I Can Train Penalty Shooting

Really?!

That was the cold pitch of a German neuroscientist to an elite football coach a couple of years back. Here's how the grateful manager relayed that exchange, in the aftermath of a victory he dedicated to them.

"Neuro11 got in contact with us two years ago. One of them is a neuroscientist and he said 'we can train penalty shooting' I thought ‘really, that sounds interesting, come over' ".

The rest, as they say, is history. In the second of the season's successful shootout wins, the boss even explained the one missed kick was down to his misplaced meddling. He chided himself for telling the taker to change his usual routine.

My point today is not to rehash what we learnt back in March. It is the more pertinent angle around the selling of anything 'new'.

The 'prospect' was a coach renowned for being innovative. Trying new ideas.

A man who has employed data scientists, cutting edge and at the time ridiculed approaches to the set-play of throw-ins, and taken on novel approaches to ingraining certain patterns of play in his players such as the infamous win-back-possession 8sec giant countdown clock.

Maybe he was always going to be receptive to something most others would feel a bit too 'out-there'?

Did the brain man try anyone else in the game before? We may never know.

But we do know though, that his pitched worked. He got the meeting.

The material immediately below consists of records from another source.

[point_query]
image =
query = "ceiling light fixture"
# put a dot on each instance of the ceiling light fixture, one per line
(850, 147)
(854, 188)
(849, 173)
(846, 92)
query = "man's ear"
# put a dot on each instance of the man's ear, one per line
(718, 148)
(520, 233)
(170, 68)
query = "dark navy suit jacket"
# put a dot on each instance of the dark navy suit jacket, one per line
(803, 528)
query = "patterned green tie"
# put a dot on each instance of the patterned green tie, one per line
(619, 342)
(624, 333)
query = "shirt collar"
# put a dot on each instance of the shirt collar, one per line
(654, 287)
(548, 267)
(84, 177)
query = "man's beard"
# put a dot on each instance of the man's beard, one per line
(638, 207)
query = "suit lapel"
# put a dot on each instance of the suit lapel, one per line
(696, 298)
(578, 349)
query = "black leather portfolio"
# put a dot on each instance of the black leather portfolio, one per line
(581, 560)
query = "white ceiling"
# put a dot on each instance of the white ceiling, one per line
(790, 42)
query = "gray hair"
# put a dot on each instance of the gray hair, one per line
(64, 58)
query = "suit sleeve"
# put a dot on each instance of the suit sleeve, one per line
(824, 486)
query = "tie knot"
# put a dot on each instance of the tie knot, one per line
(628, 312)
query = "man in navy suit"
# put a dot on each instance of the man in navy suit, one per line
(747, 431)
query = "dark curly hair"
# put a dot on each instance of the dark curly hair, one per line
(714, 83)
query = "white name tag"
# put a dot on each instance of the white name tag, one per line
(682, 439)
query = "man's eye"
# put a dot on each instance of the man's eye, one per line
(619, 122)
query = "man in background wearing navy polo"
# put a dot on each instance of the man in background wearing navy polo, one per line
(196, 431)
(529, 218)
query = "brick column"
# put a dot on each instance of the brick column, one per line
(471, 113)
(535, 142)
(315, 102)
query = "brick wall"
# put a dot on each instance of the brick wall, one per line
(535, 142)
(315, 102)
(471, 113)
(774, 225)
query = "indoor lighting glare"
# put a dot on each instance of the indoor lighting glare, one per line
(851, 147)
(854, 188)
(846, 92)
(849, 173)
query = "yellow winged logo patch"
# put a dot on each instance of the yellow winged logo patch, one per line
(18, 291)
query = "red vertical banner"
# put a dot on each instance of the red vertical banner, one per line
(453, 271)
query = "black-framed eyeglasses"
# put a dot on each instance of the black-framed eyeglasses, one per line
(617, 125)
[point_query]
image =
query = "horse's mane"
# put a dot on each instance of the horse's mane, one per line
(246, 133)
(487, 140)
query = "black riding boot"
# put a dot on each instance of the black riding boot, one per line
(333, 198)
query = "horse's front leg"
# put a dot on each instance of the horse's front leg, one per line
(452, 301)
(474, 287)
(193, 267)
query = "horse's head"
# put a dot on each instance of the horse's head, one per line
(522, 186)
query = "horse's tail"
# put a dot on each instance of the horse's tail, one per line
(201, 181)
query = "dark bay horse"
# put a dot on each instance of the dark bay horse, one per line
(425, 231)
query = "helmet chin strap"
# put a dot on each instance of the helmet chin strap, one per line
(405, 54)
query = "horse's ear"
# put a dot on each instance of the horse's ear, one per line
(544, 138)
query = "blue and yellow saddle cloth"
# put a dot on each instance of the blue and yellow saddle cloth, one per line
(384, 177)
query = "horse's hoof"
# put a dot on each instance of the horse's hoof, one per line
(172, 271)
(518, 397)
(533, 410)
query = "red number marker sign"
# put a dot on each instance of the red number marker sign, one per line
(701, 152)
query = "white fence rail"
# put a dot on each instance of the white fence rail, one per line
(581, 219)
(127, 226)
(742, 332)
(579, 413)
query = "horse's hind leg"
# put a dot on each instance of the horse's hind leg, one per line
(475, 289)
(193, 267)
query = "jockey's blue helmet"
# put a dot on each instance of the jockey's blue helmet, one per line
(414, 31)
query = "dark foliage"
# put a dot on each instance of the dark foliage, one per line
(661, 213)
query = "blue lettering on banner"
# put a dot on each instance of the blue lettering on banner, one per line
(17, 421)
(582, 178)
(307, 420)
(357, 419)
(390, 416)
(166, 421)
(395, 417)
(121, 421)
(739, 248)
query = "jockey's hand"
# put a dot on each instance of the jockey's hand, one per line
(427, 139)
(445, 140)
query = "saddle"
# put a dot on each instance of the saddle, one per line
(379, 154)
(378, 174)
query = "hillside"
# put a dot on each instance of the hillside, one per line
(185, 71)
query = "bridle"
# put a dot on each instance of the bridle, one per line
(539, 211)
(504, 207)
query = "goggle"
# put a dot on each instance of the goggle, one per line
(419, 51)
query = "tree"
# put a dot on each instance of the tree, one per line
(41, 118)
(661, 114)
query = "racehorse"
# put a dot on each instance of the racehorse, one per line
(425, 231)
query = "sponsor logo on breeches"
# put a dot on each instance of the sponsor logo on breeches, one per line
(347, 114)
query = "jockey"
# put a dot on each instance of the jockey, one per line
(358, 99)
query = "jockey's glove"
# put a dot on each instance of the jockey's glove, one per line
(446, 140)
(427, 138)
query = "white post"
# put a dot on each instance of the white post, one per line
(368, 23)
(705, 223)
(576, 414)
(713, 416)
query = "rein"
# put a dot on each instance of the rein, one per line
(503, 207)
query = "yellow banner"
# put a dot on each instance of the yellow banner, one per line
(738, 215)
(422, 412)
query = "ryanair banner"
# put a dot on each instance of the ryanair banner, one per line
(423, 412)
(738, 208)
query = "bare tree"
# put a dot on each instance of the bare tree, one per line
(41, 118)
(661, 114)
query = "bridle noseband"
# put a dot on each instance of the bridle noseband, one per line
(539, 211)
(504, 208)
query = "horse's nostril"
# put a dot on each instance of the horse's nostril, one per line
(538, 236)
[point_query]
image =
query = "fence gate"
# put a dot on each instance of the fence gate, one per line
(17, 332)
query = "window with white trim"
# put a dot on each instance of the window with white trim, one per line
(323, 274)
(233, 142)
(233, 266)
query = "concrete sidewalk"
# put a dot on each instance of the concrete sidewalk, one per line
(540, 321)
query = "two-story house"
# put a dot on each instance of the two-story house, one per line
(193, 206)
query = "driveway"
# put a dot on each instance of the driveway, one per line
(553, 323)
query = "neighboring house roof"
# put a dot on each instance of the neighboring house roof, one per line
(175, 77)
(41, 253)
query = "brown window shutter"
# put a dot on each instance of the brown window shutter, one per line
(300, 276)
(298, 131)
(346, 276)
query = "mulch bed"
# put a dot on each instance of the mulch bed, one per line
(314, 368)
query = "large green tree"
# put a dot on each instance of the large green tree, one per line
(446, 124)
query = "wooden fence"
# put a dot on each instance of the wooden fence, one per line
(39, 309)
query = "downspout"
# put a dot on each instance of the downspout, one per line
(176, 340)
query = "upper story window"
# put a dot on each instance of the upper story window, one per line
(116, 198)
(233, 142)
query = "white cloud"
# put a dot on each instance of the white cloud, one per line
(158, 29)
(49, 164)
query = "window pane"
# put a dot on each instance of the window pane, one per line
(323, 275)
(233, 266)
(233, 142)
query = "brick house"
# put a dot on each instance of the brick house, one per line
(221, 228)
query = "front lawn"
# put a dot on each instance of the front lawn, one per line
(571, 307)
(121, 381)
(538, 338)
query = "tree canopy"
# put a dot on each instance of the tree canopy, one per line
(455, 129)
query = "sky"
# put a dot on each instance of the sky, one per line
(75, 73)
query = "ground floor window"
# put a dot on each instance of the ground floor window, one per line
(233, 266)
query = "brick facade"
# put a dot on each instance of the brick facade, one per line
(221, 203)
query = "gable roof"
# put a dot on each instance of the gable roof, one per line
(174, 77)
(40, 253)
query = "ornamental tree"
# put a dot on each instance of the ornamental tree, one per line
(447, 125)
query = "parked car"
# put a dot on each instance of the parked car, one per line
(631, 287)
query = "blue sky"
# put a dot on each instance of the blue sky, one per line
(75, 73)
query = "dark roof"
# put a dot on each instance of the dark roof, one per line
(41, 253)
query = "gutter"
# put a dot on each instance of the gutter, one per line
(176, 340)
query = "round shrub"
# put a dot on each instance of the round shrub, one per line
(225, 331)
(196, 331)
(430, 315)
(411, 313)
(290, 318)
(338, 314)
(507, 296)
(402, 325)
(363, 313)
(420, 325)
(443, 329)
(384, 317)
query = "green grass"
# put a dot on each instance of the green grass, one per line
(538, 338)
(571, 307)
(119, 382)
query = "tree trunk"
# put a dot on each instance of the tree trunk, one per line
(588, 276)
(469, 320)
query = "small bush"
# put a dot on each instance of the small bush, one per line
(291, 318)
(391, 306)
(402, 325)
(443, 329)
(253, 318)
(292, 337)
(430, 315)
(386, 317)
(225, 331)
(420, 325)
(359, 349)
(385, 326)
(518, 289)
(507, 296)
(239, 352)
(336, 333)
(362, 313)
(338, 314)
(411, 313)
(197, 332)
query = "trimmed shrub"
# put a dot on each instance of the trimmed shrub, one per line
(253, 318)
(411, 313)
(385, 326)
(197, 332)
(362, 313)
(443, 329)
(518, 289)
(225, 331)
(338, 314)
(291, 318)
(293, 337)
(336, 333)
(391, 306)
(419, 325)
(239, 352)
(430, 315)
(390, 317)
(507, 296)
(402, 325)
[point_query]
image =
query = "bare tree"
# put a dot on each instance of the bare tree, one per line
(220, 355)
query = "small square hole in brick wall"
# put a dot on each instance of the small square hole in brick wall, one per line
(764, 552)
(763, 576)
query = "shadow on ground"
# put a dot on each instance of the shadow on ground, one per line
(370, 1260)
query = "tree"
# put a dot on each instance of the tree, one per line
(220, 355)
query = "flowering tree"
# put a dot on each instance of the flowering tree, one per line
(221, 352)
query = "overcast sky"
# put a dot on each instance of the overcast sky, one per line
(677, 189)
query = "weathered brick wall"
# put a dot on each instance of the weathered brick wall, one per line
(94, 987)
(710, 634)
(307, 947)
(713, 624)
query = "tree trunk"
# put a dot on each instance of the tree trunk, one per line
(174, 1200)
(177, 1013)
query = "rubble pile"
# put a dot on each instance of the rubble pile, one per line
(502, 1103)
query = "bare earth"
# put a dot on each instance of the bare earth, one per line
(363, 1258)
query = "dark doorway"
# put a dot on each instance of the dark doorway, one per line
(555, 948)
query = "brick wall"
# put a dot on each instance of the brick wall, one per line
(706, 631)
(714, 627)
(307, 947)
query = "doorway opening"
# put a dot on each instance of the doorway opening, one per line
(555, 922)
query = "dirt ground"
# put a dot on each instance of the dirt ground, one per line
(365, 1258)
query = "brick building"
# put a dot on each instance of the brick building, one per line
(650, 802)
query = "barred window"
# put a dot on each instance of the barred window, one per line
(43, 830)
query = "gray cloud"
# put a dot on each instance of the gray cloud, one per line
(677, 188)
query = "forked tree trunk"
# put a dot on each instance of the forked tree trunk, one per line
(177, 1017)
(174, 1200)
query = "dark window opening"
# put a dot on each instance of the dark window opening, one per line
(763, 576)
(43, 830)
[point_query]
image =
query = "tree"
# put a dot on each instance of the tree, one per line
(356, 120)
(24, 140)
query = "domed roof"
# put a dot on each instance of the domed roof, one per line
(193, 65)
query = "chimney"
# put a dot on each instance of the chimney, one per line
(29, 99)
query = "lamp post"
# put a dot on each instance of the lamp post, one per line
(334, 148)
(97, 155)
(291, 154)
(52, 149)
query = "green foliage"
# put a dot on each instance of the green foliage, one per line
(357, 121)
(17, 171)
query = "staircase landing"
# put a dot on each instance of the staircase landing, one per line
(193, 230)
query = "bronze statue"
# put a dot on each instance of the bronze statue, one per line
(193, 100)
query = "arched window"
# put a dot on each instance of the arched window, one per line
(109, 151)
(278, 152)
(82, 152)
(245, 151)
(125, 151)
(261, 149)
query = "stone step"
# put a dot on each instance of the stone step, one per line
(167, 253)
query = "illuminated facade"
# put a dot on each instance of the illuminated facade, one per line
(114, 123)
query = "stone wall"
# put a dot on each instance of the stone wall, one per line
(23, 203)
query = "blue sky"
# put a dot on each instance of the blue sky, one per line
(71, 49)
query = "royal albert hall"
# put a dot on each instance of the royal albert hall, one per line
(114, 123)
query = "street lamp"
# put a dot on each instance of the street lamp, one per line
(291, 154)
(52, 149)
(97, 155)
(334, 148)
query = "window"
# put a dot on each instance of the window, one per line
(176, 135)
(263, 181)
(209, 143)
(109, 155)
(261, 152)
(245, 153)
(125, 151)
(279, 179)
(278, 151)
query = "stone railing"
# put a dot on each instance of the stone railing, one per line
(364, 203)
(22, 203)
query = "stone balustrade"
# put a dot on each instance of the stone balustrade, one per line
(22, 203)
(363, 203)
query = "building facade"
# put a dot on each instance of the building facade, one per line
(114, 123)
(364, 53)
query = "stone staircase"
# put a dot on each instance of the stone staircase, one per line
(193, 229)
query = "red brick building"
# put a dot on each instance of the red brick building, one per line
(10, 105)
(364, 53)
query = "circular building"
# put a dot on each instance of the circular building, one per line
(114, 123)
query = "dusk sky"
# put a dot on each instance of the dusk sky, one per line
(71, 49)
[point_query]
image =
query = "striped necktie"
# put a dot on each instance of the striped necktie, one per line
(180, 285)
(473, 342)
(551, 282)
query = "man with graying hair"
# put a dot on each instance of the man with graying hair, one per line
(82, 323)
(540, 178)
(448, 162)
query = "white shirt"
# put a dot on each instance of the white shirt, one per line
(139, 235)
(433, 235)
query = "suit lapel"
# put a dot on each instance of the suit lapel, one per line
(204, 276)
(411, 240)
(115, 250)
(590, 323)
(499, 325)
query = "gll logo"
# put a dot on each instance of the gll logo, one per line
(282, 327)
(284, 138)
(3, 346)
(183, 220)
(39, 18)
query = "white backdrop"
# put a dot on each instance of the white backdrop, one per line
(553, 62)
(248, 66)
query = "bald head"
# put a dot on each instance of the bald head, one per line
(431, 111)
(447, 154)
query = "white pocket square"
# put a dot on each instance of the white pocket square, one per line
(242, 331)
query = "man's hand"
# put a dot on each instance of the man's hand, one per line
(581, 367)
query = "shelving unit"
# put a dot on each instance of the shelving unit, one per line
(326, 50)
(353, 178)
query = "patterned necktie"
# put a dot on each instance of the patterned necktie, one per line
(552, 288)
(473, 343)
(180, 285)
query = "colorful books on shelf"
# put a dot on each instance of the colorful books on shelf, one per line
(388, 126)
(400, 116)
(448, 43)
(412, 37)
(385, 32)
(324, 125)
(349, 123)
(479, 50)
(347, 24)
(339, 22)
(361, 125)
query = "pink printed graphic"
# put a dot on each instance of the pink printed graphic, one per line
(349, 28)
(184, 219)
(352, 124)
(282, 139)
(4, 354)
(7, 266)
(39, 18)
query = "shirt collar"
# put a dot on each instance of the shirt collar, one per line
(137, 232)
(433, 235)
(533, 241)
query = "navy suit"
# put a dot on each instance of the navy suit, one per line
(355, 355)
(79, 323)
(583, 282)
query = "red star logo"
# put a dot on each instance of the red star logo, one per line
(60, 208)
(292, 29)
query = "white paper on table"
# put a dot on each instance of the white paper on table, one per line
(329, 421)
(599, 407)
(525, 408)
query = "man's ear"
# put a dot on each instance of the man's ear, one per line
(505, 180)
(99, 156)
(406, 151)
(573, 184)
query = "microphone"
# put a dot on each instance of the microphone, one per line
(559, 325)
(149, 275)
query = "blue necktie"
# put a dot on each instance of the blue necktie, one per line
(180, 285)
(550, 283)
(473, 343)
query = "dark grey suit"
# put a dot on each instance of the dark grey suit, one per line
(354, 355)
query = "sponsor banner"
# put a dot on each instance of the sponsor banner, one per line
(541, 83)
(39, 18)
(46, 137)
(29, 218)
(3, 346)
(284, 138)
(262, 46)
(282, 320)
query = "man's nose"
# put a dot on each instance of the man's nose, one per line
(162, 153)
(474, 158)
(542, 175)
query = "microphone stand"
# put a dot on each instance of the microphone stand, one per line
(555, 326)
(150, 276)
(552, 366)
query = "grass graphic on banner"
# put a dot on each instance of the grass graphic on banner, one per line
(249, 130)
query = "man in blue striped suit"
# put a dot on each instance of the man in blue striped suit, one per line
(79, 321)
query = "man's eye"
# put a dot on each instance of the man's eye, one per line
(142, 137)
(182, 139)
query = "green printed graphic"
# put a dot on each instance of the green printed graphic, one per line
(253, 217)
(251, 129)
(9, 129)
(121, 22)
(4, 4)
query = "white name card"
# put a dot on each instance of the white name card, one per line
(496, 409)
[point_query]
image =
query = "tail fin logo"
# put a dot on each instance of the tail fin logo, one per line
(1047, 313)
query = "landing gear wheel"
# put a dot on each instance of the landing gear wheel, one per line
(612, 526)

There's two winners from this for us.

The first being that there is a sentence that similarly begins, "I can..." for us.

What is it?

Our next word is the verb. The action.

The object, is where the improvement occurs.

For my own present endeavours, I wondered on this as a starting point;

"I can unlock distinctive video sales calls".

I'm sure I could make this better once I say it 'live' a few times too.

How would your sentence sound?

Then second, is the context of the pitchee.

The famed ratio of 'early adopters' is an immutable law in new tech selling.

This prospect who became a buyer is a rarity. But not so much as you'd fear.

The numbers are solid.

One in six and a quarter fit the bill.

4/25, writ another way.

16% of people are naturally predisposed to consider anything 'new'.

Meaning roughly five other people would dismiss such an invite before the next person might give due consideration your way.

Are you playing these odds correctly as well?